USA Today - 08/09/1996
"...The acting is strong, the black-and-white photography crisp and the robbery tense..." -- 3 out of 4 stars
ODDS AGAINST TOMORROW, a crackling crime caper with an undercurrent of racial tension, combines the desperation of three men--two of whom hate each other--and the culmination of that desperation in the form of a robbery. The film, which includes a fantastic jazz score by pianist John Lewis of the Modern Jazz Quartet, is a film noir gem. David Burke (Ed Begley), a former policeman who once served a prison sentence, has asked bigoted southerner Earl Slater (Robert Ryan) to rob an upstate bank with him, promising him $50,000 in small bills if the robbery is successful. Burke also recruits Johnny Ingram (Harry Belafonte, who also helped produce the film), a nightclub entertainer who doesn't want the job but who is hopelessly addicted to gambling and is in debt.
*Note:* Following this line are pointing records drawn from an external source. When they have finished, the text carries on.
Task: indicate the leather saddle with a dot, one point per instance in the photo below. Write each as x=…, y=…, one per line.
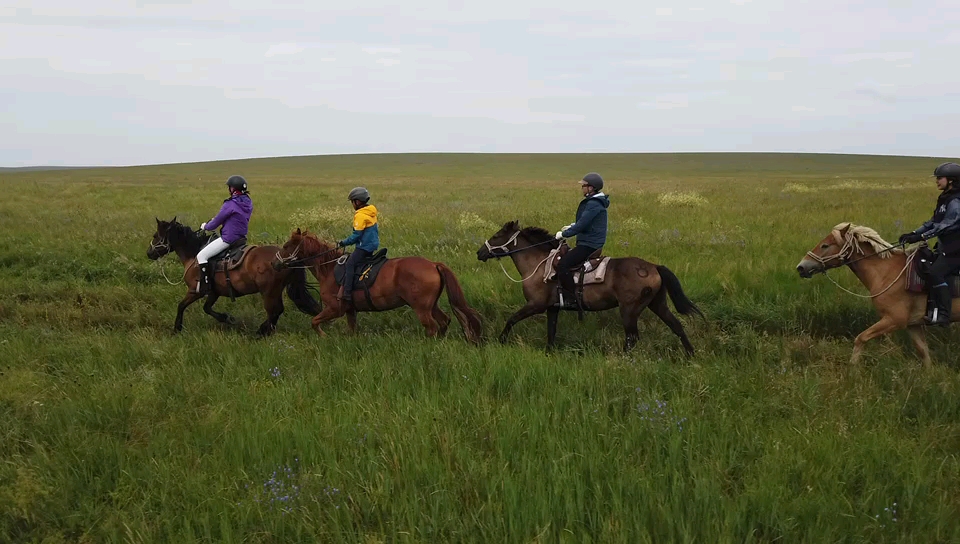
x=918, y=273
x=594, y=258
x=366, y=272
x=232, y=257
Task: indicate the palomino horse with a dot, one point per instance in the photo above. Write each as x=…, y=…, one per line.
x=882, y=268
x=402, y=281
x=253, y=275
x=630, y=283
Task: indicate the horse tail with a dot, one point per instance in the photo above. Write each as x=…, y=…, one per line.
x=297, y=291
x=468, y=317
x=680, y=301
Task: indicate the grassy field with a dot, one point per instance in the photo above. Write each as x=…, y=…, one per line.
x=114, y=429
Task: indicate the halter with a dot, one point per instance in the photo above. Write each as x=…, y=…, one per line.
x=850, y=245
x=164, y=244
x=503, y=246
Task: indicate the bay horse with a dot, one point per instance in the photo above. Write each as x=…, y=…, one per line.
x=402, y=281
x=630, y=283
x=255, y=274
x=882, y=268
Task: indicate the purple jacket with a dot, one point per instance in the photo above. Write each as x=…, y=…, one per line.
x=234, y=216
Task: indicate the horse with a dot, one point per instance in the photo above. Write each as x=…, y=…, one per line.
x=402, y=281
x=882, y=268
x=630, y=283
x=255, y=274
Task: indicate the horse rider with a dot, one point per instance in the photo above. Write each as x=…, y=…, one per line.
x=234, y=218
x=366, y=235
x=945, y=225
x=590, y=228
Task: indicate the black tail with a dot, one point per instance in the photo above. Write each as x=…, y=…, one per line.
x=297, y=291
x=680, y=301
x=468, y=317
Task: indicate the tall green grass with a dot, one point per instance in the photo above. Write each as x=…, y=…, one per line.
x=114, y=429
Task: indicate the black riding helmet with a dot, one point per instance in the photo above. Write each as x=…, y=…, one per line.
x=950, y=170
x=238, y=183
x=594, y=180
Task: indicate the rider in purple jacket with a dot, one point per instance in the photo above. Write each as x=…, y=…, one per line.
x=233, y=219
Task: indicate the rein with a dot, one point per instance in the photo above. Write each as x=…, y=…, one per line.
x=508, y=252
x=848, y=246
x=292, y=261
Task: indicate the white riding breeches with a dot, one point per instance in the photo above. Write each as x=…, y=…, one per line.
x=211, y=249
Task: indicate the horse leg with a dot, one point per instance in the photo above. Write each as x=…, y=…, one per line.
x=884, y=326
x=442, y=319
x=212, y=299
x=273, y=304
x=660, y=308
x=331, y=312
x=352, y=321
x=628, y=317
x=187, y=300
x=552, y=316
x=529, y=309
x=428, y=322
x=920, y=342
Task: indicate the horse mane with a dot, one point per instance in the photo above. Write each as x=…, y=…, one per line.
x=312, y=245
x=534, y=235
x=183, y=236
x=853, y=235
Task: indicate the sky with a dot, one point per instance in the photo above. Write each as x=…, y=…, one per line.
x=125, y=83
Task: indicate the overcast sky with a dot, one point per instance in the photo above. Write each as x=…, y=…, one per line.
x=97, y=82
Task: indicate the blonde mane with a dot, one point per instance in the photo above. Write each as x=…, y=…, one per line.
x=851, y=236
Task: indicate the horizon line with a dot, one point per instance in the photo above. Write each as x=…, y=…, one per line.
x=355, y=153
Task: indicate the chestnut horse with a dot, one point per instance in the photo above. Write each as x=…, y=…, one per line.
x=402, y=281
x=882, y=268
x=630, y=283
x=255, y=274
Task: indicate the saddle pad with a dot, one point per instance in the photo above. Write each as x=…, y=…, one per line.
x=231, y=258
x=366, y=272
x=917, y=282
x=594, y=276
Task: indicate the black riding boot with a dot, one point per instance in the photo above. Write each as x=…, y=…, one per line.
x=203, y=285
x=940, y=315
x=568, y=297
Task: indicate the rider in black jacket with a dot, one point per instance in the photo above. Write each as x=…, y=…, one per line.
x=945, y=225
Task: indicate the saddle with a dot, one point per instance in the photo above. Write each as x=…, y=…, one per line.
x=366, y=272
x=232, y=257
x=589, y=272
x=918, y=273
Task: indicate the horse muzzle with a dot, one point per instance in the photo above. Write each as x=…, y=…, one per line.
x=808, y=268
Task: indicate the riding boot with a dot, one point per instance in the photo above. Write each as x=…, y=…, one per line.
x=203, y=284
x=941, y=311
x=568, y=298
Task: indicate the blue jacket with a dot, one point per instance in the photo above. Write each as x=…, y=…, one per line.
x=591, y=226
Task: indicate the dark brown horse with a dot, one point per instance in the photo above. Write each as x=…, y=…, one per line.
x=630, y=283
x=403, y=281
x=254, y=275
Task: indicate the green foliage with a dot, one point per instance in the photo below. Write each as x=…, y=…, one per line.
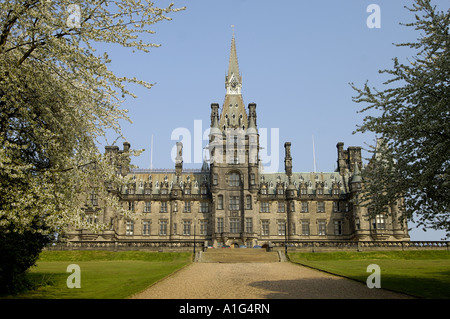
x=104, y=274
x=18, y=252
x=413, y=160
x=423, y=274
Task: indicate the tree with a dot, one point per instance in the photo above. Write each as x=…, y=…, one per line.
x=412, y=160
x=57, y=99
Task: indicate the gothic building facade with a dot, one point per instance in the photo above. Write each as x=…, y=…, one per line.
x=230, y=201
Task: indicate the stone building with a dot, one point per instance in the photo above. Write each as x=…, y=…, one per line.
x=230, y=201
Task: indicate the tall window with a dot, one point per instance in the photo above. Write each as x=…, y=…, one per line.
x=281, y=227
x=93, y=201
x=322, y=227
x=248, y=201
x=129, y=228
x=204, y=207
x=379, y=222
x=220, y=202
x=146, y=227
x=264, y=207
x=320, y=207
x=305, y=227
x=163, y=227
x=234, y=203
x=304, y=207
x=249, y=225
x=234, y=179
x=203, y=227
x=252, y=179
x=187, y=207
x=186, y=227
x=220, y=225
x=265, y=227
x=147, y=207
x=336, y=207
x=338, y=227
x=91, y=218
x=235, y=225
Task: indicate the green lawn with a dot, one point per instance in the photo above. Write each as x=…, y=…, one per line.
x=104, y=274
x=424, y=274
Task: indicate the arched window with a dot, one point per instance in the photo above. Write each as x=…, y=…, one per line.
x=220, y=202
x=248, y=201
x=234, y=179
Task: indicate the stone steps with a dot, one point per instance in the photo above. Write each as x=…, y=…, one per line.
x=238, y=255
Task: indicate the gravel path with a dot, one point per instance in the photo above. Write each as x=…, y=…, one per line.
x=258, y=281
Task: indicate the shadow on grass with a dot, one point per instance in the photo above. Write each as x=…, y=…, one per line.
x=323, y=288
At first Slater, who is supported by his girlfriend, Lorry (Shelley Winters), finds out Ingram is black and refuses the job but, realizing he needs the money, decides after all to join Ingram and Burke in the venture. When they embark on the robbery, however, all hell breaks loose as danger--and the tension between Ingram and Slater--mount.
In this noir thriller a pair of criminals planning a heist have to overcome not only the obstacles of the job but also their racial prejudices. ODDS AGAINST TOMORROW bets that humanity will not survive--unless it exorcises its racial demons.